The library (spreadsheet-handling) and a demo integration (spreadsheet-handling-demo) are separate repositories. The demo is the main user entry point and contains runnable examples and sample data.

This guide documents the framework surface shipped with a specific library release.

Scope of This Guide

Pipeline workflow overview and starting points
Transformation catalog: step names, parameters, roundtrip guarantees

Demo data, runnable scripts, and integration walkthroughs live in the demo repository.

2. Workflow

The Core Idea

A pipeline transforms data bidirectionally between a normalized relation form (YAML-friendly) and a human-editable spreadsheet. The same configuration drives both directions, so re-import is deterministic.

Practical workflows tend to grow in rings: start with a plain tabular roundtrip (data in → spreadsheet out → back in), then add FK helper columns for display, then introduce cross-table or compact-cell encoding for multi-valued relations. Each ring adds one transform pair from the catalog.

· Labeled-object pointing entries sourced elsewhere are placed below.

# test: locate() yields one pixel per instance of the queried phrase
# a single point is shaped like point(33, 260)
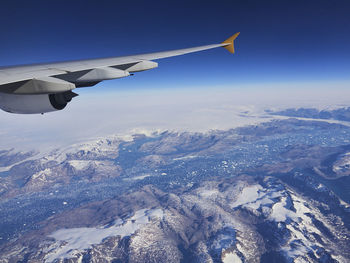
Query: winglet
point(229, 43)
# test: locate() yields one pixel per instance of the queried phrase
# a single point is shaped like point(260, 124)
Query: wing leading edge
point(58, 80)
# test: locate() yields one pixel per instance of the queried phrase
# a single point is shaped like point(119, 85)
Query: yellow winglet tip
point(229, 43)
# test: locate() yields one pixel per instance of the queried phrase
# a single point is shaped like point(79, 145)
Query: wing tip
point(228, 43)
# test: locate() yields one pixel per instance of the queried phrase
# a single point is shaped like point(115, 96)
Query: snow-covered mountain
point(273, 192)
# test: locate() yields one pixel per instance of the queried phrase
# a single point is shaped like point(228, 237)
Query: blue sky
point(289, 54)
point(281, 41)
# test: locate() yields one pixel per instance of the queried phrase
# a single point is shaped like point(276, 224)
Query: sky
point(283, 45)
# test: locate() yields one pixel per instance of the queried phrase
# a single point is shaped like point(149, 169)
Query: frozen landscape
point(274, 191)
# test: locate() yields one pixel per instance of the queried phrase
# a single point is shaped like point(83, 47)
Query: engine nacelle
point(32, 104)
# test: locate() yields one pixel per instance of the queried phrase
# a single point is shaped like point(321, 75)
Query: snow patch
point(72, 240)
point(231, 258)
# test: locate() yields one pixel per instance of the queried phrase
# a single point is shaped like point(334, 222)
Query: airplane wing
point(47, 87)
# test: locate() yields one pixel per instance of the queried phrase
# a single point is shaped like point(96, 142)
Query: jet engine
point(38, 103)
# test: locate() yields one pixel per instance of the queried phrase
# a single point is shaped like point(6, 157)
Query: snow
point(80, 165)
point(69, 241)
point(208, 193)
point(280, 213)
point(249, 194)
point(41, 175)
point(231, 258)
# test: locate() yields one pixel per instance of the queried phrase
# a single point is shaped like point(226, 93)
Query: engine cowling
point(33, 104)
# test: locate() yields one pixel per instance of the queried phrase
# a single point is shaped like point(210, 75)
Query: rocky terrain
point(275, 192)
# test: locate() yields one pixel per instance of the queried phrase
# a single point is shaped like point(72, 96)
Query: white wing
point(63, 77)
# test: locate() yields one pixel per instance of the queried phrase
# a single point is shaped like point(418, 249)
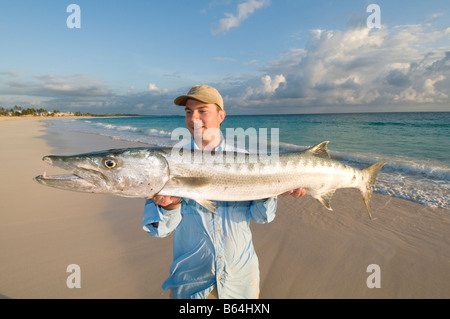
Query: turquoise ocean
point(415, 145)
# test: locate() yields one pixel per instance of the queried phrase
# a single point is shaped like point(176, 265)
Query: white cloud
point(243, 11)
point(359, 66)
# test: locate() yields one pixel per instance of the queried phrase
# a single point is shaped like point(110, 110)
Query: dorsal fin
point(320, 149)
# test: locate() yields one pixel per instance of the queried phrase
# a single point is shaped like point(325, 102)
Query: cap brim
point(182, 100)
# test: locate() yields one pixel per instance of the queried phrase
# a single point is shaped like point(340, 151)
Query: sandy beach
point(306, 252)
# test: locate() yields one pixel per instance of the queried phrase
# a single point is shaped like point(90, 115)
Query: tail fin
point(367, 190)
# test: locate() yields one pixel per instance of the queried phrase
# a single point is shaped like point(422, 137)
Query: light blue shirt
point(211, 249)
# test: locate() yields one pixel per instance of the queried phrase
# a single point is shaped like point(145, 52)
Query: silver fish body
point(206, 177)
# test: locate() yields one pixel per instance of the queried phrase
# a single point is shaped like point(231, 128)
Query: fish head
point(123, 172)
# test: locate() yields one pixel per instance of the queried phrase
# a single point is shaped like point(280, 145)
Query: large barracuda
point(209, 176)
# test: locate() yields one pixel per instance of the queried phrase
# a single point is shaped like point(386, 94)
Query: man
point(213, 254)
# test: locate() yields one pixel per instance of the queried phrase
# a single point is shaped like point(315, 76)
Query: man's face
point(202, 117)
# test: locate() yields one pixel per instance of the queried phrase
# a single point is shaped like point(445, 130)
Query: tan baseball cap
point(202, 93)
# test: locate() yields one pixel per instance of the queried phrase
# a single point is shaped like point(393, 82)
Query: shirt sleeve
point(263, 210)
point(167, 220)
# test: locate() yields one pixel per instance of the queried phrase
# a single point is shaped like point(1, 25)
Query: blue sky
point(264, 56)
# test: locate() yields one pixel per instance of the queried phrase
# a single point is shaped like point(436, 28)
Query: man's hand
point(166, 202)
point(299, 192)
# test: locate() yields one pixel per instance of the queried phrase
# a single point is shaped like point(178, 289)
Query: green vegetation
point(19, 111)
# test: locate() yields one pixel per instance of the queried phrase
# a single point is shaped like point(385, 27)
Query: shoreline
point(306, 252)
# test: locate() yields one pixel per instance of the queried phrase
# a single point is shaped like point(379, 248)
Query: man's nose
point(195, 115)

A runnable walkthrough of this spiral is available in the spreadsheet-handling-demo repository.

Pipeline YAML Structure

A pipeline is a YAML list of step entries. Each entry names a registered transform and supplies its parameters inline:

pipeline:
  - step: expand_xref
    matrix: role_permissions
    output: permission_rows
    row_keys: role_id
    drop_empty: true

Available step names, required parameters, and roundtrip guarantees are listed in the Transformation Catalog.

Running a Pipeline

sheets-run is the primary runtime command for executing a documented pipeline. For an ad-hoc pipeline file like the one above, provide the steps file and input/output locations. The pipeline steps transform the loaded frames; the CLI input and output options choose how those frames are read and written:

sheets-run --steps pipeline.yaml \
  --in-kind yaml_dir --in-path data/input \
  --out-kind yaml_dir --out-path build/output

The spreadsheet-handling-demo repository contains the full first-hour walkthrough with checked-in input data, pipeline files, and expected outputs. The user guide focuses on the configuration concepts and transform catalog rather than duplicating that tutorial.

3. Transformation Catalog

Reading This Catalog

Step names used in pipeline YAML must match the runtime_name values in pipeline_step_registry.json (under core/registries/), which is the authoritative registry artifact.

Inverse kinds

bijective	Fully reversible. The inverse step reconstructs the original exactly.
conditionally bijective	Reversible when the stated conditions hold (see each entry).
relation-preserving	No data is lost, but column order or frame shape may change.
projection-only	One-way; the inverse step cannot reconstruct the original.
validation-only	Read-only; no frames are changed.
configuration-only	Writes workbook metadata only; no data frames are changed.

Groups

Bijective transforms: Paired expand/contract steps that form the core of the bidirectional workflow.
Supporting steps: FK helpers, validation, configuration, and infrastructure steps listed in a reference table.

Bijective Transforms

These steps come in expand/contract pairs. The expand direction converts a compact or matrix representation into an explicit relation (long form). The contract direction reverses it. Losslessness is conditional — see each entry.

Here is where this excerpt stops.